The draft clauses read;

15.7.1 not make any press announcement or other public statement or publicise the Contract or any part of it in any way, or make any public statement about the Scheme, without the prior written consent of the Buyer [the Cabinet Office] and must take all reasonable endeavours to ensure that Supplier Staff do not either; and

15.7.2 not (and must ensure its Subcontractors do not) embarrass the Buyer or IBCA or otherwise bring the Buyer or IBCA into disrepute or diminish trust placed in the Buyer or IBCA (“Reputational Damage”) by engaging in any act or omission which is reasonably likely to diminish the trust that the public or Scheme Applicants place in the Buyer and/or IBCA or impacts the reputation of the Buyer and/or IBCA,

This effectively amounts to a comprehensive “gagging clause”, specifically prohibiting lawyers from making “any press announcement or other public statement” about the scheme without prior Cabinet Office approval. Firms would also be required to ensure their staff comply with these restrictions. 

The ICBA is seeking requirements that could compel law firms to take specific actions or make public statements at the IBCA’s direction to mitigate perceived reputational damage, regardless of whether any breach has occurred.

One law firm said; “On any basis this variation is unacceptable to us for professional, ethical and regulatory reasons.  This firm is instructed by individual clients to provide individual, independent legal advice regarding the scheme and will continue to do so.”

The Haemophilia Society, which also supports victims, is consulting lawyers about what action it should take to counter these proposed restrictions.

The  Cabinet Office has told people that these are standard clauses in procurement processes for private companies being paid taxpayers money, but that they are in conversations with IBCA but could not confirm the outcome.

The issue follows negative publicity over problems with interim compensation payments to people which generated criticism of the IBCA.

An IBCA spokesperson said:

“We are committed to supporting the infected blood community, and are working with legal providers currently to agree contracts that will provide support for those claiming. 

“The legal providers are not restricted in the legal advice they deliver to people claiming compensation, and we provided amended terms to clarify this. 

“We welcome an open discussion with all those who are impacted by infected blood, and those who represent them.”

Years of cover ups

Given the history of the infected blood scandal which dates back to the 1970s, culminating in the recent interim report by Sir Brian Langstaff, there have been years of cover -ups.
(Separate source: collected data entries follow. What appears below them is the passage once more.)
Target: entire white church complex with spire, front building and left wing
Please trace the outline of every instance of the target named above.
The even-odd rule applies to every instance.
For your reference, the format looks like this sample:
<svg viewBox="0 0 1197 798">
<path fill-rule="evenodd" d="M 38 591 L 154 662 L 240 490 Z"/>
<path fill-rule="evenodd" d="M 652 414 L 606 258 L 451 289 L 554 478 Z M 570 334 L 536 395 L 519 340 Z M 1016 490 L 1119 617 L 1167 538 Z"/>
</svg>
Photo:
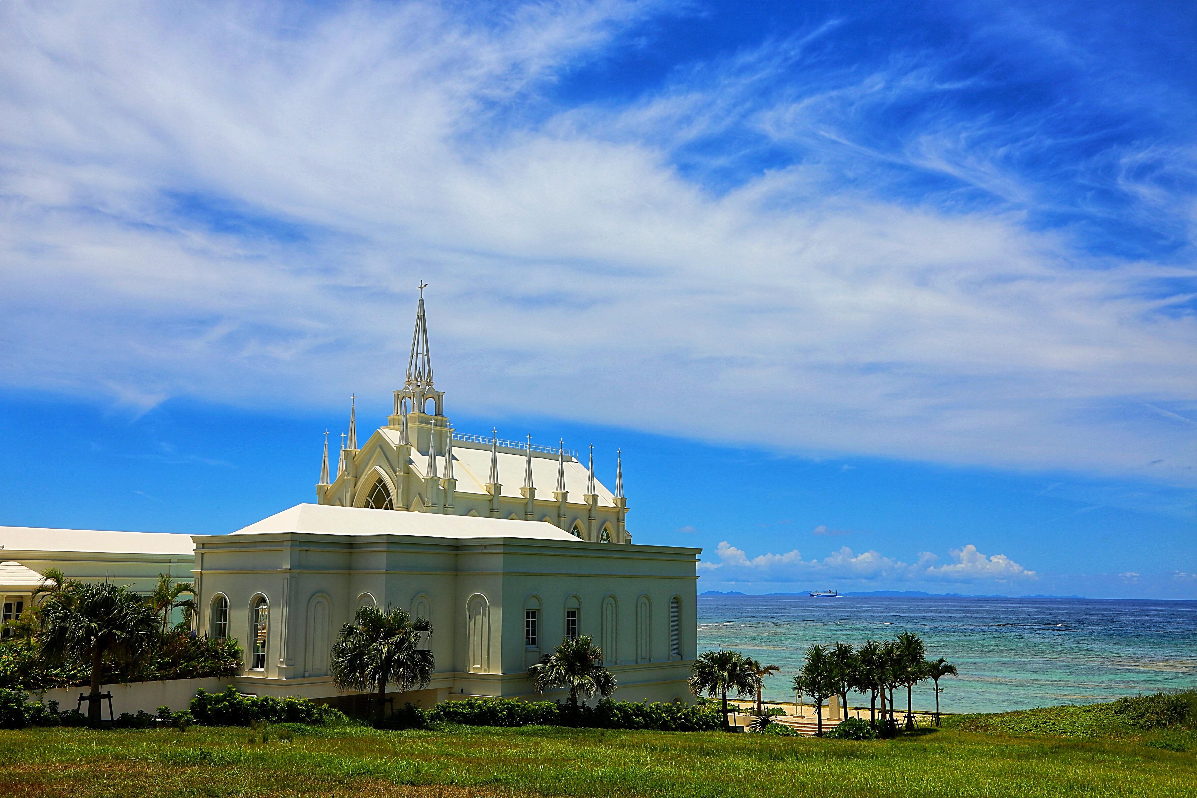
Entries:
<svg viewBox="0 0 1197 798">
<path fill-rule="evenodd" d="M 432 683 L 399 702 L 531 699 L 528 666 L 577 635 L 602 648 L 616 700 L 692 700 L 700 549 L 632 544 L 619 461 L 612 493 L 594 476 L 593 451 L 584 465 L 560 445 L 454 430 L 432 382 L 423 291 L 388 425 L 359 447 L 351 407 L 332 479 L 329 465 L 326 437 L 317 504 L 232 534 L 0 526 L 5 615 L 29 605 L 47 567 L 145 591 L 171 573 L 195 583 L 198 632 L 243 647 L 233 683 L 247 693 L 351 703 L 333 686 L 329 652 L 369 604 L 433 629 Z M 537 498 L 537 485 L 553 489 Z"/>
</svg>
People were never informed that their relatives were infected, there were attempts to use ” commercial confidentiality” to hide the source of the contamination, and this will not add to public trust or increase transparency.
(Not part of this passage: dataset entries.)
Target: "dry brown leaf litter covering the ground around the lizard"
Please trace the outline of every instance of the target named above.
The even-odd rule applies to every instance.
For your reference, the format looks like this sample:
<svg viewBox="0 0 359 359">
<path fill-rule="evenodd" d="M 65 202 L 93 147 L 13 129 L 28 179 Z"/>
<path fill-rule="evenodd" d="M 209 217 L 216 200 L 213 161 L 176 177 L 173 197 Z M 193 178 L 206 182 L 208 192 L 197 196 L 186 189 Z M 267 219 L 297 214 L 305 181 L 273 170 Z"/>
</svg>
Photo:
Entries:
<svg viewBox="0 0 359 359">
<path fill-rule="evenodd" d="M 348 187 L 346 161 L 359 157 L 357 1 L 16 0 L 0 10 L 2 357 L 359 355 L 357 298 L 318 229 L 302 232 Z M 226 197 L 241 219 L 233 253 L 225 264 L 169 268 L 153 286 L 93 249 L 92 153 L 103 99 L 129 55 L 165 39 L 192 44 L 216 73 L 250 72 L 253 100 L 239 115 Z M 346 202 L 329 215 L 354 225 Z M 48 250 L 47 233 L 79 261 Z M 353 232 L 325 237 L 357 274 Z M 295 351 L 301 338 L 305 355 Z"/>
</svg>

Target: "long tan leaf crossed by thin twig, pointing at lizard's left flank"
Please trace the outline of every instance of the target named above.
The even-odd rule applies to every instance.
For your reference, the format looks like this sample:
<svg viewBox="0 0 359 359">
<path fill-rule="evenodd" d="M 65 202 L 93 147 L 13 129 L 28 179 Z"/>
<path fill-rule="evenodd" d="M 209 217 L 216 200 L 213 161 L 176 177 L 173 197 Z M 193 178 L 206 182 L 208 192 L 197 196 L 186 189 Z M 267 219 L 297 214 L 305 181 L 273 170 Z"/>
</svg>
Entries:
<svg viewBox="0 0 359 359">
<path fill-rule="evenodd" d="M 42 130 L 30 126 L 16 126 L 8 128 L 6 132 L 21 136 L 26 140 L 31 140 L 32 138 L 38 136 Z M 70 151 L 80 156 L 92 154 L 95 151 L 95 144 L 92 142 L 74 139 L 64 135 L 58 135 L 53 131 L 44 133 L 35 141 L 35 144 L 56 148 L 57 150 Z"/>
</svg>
So far £1 billion has been paid out in £100,000 interim payments and the IBCA is just starting to pay full compensation to other people.

Nick Thomas-Symonds, Minister for Cabinet Office, updated Parliament with IBCA’s latest compensation figures this week.

  • 113 people have been invited to start their compensation claim
  • 84 people have accepted their invitations and submitted their claim
  • 23 offers of compensation have been made, totalling £34.4m
  • So far 14 people have accepted their offers with more than £13.3m paid in compensation

New laws will also be passed by the government extending payments to relatives of infected blood victims, which could lead to an extra 140,000 people claiming.